Queens Neighbors Unite to Help ICE Detainees Find Families

🦸 Hero Alert

In Corona, Queens, a grassroots network of volunteers has identified 15 people arrested by immigration agents and connected two detainees with lawyers who secured their release. Business owners, residents, and longtime organizers are walking door to door, building a community safety net when their neighbors need it most.

When J.Y. got a text that ICE agents had arrested another neighbor in Corona, Queens, she clocked out of work and started walking the neighborhood with a screenshot from the arrest video. She had one question for every business owner and resident she met: "Do you know this person?"

J.Y., a Peruvian American who's lived in Queens for decades, is part of a volunteer collective that's been doing community organizing for over ten years. What started as a police watchdog group has become a lifeline for immigrants swept up in federal enforcement operations.

The results speak for themselves. In November 2025 alone, the volunteers confirmed that more than 20 Latino men were arrested by ICE in their Queens neighborhood. They've successfully identified 15 detained individuals, tracked down their families, and connected them with legal help and fundraising resources.

Two men have been released from detention after the group connected them with immigration lawyers. That's two families reunited because neighbors refused to look away.

The work is painstaking. J.Y. and her fellow volunteers walk from laundromats to delis to restaurants, showing photos and asking questions. They share pamphlets with local contacts and tips for encountering federal agents. Most importantly, they've built trust over years of showing up.

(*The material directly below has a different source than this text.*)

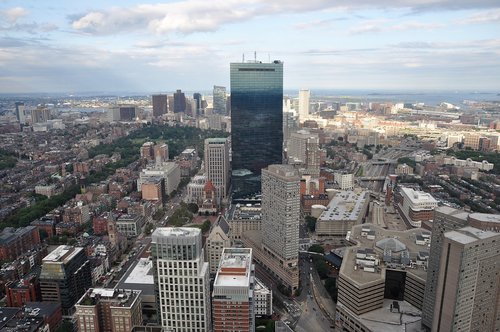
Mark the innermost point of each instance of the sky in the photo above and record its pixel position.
(137, 46)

Business owners have become essential partners. Joey, who owns a convenience store, joked with J.Y. about needing to learn more Mandarin and Cantonese to expand their network. "We need more people to help," she said between ringing up customers.

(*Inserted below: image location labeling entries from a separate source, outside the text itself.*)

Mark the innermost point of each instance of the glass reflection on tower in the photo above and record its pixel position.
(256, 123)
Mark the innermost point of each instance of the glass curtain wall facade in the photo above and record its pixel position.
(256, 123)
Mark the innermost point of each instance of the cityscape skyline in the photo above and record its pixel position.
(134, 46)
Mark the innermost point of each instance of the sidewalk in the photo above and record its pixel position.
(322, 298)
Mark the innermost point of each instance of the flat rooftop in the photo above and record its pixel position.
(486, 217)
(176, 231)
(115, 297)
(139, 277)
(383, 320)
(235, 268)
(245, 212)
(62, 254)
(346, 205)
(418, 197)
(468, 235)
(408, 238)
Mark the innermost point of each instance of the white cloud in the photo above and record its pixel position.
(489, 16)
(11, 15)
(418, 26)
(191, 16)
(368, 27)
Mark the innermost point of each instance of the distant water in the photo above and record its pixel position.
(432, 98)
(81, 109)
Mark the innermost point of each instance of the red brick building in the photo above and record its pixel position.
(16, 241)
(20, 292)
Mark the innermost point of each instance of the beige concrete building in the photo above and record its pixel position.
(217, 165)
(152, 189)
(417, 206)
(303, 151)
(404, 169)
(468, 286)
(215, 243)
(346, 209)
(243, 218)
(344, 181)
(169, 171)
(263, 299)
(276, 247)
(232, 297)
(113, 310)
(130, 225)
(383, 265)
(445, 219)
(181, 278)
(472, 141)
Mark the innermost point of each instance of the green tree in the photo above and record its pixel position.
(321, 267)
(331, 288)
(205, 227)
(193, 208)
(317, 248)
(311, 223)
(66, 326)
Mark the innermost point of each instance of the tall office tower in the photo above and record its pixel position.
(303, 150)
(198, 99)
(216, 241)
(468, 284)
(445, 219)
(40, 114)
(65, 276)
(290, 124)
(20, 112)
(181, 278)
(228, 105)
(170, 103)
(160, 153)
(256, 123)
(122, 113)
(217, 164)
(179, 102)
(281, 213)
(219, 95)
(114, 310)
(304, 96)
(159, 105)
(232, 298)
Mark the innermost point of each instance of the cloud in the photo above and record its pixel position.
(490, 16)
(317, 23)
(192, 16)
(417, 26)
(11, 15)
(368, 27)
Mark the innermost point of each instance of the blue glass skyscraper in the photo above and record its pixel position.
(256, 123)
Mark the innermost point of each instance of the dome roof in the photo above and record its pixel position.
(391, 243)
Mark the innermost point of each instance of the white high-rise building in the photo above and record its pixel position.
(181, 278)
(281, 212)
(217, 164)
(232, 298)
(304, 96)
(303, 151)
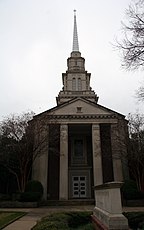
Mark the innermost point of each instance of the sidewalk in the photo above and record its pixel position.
(33, 215)
(29, 220)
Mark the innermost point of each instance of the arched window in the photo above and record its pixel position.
(74, 84)
(79, 84)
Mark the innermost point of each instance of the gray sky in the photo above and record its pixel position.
(36, 40)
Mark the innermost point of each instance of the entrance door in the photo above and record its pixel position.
(79, 186)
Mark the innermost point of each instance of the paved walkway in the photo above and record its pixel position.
(33, 215)
(29, 220)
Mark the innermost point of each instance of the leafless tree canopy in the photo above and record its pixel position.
(136, 148)
(132, 45)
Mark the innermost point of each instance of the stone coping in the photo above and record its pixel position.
(109, 185)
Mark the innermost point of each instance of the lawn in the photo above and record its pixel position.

Queens Neighbors Unite to Help ICE Detainees Find Families

Y.S., who works at a local laundromat, explained the motivation simply in Spanish: "You feel good when you can do something, help them somehow. Even if you can help a little, you feel better."

The volunteers aren't waiting for outside救援. "No one is going to save you," J.Y. explained. "No one's gonna get faster here than your own neighbors. You have to self-organize."

The Ripple Effect

What's happening in Corona shows what's possible when communities take care of their own. Six residents told reporters that the neighborhood network gave them both practical resources and something deeper: purpose during frightening times.

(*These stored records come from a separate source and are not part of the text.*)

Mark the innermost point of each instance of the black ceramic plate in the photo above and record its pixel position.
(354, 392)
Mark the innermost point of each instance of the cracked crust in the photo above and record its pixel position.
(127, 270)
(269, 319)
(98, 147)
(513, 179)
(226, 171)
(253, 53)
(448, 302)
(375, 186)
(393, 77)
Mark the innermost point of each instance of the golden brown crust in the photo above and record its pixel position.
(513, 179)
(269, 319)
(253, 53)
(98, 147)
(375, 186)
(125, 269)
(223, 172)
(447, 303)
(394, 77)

The mutual aid isn't just about individual arrests. Volunteers connect current enforcement to broader patterns, helping neighbors understand they're part of a larger story of resilience and resistance.

Business owners from different backgrounds—Latino, Chinese, and others—are learning each other's languages and building cross-cultural solidarity. Fear could have isolated this community, but instead it's bringing people together across every dividing line.

The model is spreading. Rapid response networks have appeared across New York City as immigration enforcement has intensified, each learning from groups like J.Y.'s that have been doing this work quietly for years.

Corona's residents have transformed their main commercial corridor into something more than a place to shop and commute—it's become a neighborhood that shows up for its own.